São Paulo – O The Intercept Brasil e o jornal Folha de S.Paulo divulgaram hoje (7) novos diálogos de Sergio Moro com procuradores da Lava Jato, que indicam uma articulação do ex-juiz federal para vazar dados da delação da Odebrecht sobre a Venezuela,  que estava sob sigilo. Segundo o Intercept, “as conversas privadas pelo aplicativo Telegram em agosto de 2017 indicam que a principal motivação para o vazamento era política, e não jurídica, e que os procuradores sabiam que teriam que agir nas sombras”. Para a Folha, “os diálogos indicam que o objetivo principal da iniciativa era dar uma resposta política ao endurecimento do regime imposto pelo ditador Nicolás Maduro ao país vizinho, mesmo que a ação não tivesse efeitos jurídicos”.

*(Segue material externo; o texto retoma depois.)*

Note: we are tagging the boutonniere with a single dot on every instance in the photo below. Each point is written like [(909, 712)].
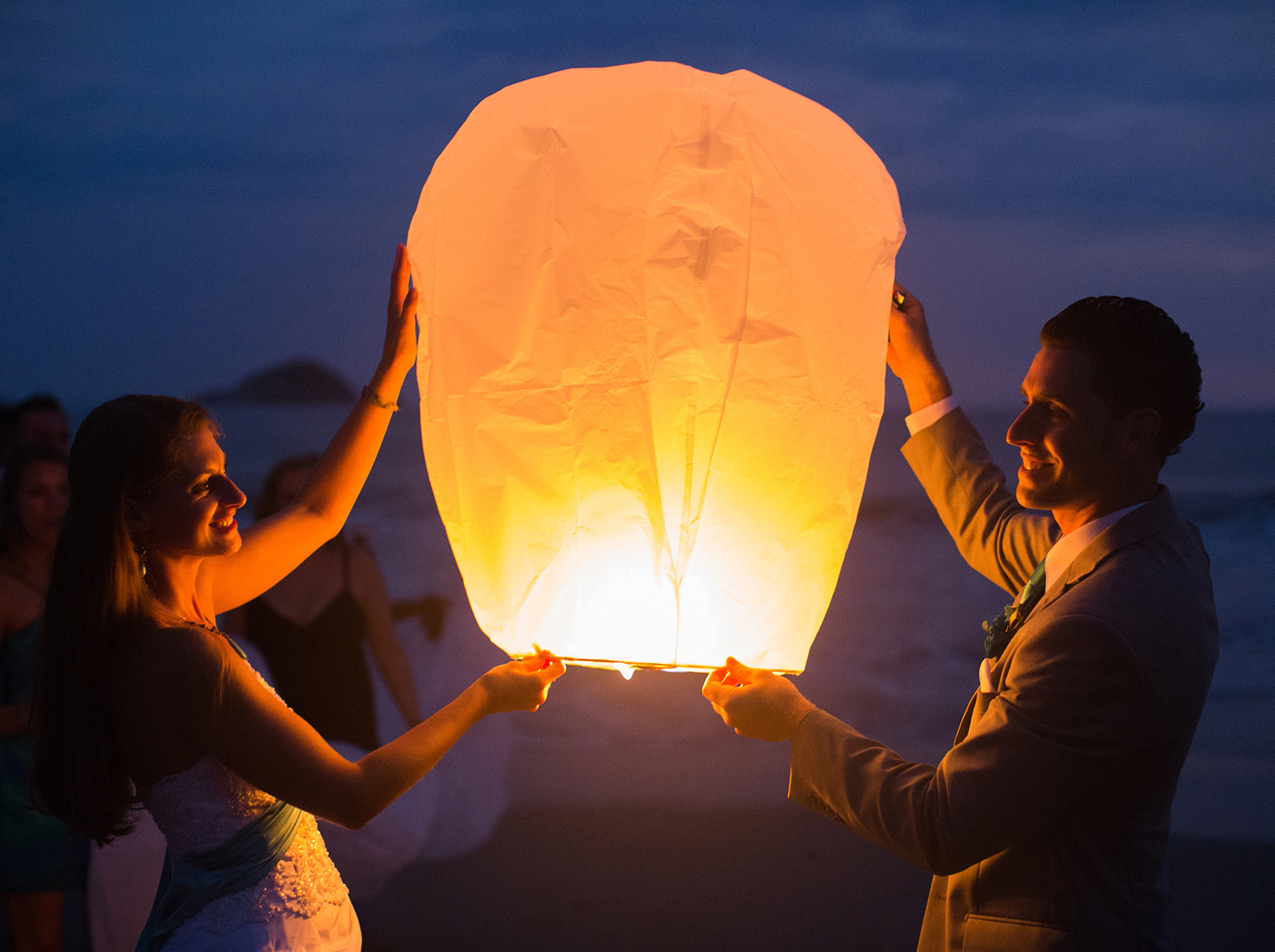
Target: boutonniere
[(1001, 628)]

Os novos diálogos reforçam que o atual ministro da Justiça do governo de Jair Bolsonaro (PSL) agia como chefe da força-tarefa, e não como juiz parcial.

“Talvez seja o caso de tornar pública a delação dá Odebrecht sobre propinas na Venezuela. Isso está aqui ou na PGR?”, sugeriu Moro a Dallagnol em 5 de agosto de 2017. Um ano antes, executivos da construtora haviam fechado acordo com a Lava Jato e admitido pagamento de propina a outros governos, além do Brasil. O objetivo era obter benefícios em negociações. Um desses países seria a Venezuela, presidida por Nicolás Maduro, aliado do PT.

As conversas inéditas indicam que o chefe da força-tarefa,  o procurador Deltan Dallagnol, estava consciente da ilegalidade do vazamento das informações sobre a Venezuela,  sob sigilo.

“Não dá para tornar público simplesmente porque violaria acordo, mas dá pra enviar informação espontânea [à Venezuela] e isso torna provável que em algum lugar no caminho alguém possa tornar público”, escreveu Dallagnol.

Outros procuradores que participavam da conversa também demonstravam preocupação com as articulações de Moro e Dallagnol para prejudicar o governo venezuelano. “Vejam que uma guerra civil lá é possível e qq ação nossa pode levar a mais convulsão social e mais mortes”, escreveu Paulo Galvão. “Imagina se ajuizamos e o maluco manda prender todos os brasileiros no territorio venezuelano”, disse Athayde Ribeiro Costa.

Mas  Dallagnol  insistia, conforme as conversas. “PG, quanto ao risco, é algo que cabe aos cidadãos venezuelanos ponderarem”, respondeu à mensagem de Paulo Galvão. “Eles têm o direito de se insurgir”, completou o chefe da força-tarefa.

O vazamento das informações sigilosas sobre a delação da Odebrecht na Venezuela foi concretizado outubro de 2017, poucos meses após a ex-procuradora-geral da Venezuela, Luísa Ortega Díaz, já destituída, ter se exilado no Brasil.

Ortega chegou antes deles no Brasil, em 22 de agosto, duas semanas depois de a força-tarefa começar a se movimentar. “Vcs que queriam leakar as coisas da Venezuela, tá aí o momento. A mulher está no Brasil”, escreveu o procurador Paulo Galvão.

Os colegas reagiram como se Galvão estivesse brincando. Semanas depois, já em outubro, Ortega publicou em seu site dois vídeos, com trechos de depoimentos do ex-diretor da Odebrecht na Venezuela, Euzenando Azevedo, nos quais ele admite ter repassado US$ 35 milhões da empreiteira à campanha eleitoral de Maduro.

Segundo o Intercept, na delação, Ortega também admitiu ter doado US$ 15 milhões para a campanha do candidato da oposição, Henrique Capriles, o que não foi incluído nos vídeos divulgados por ele. Faltavam cinco dias para as eleições para os governos estaduais quando a população venezuelana viu nas redes o ex-diretor da Odebrecht no país detalhar a corrupção no governo Maduro.

Ainda segundo o site dirigido por Glenn Greenwald, o vazamento de informações sigilosas da delação teria gerado, inclusive, “risco de vida” de ex-funcionários da empresa, procuradores e da própria população venezuelana.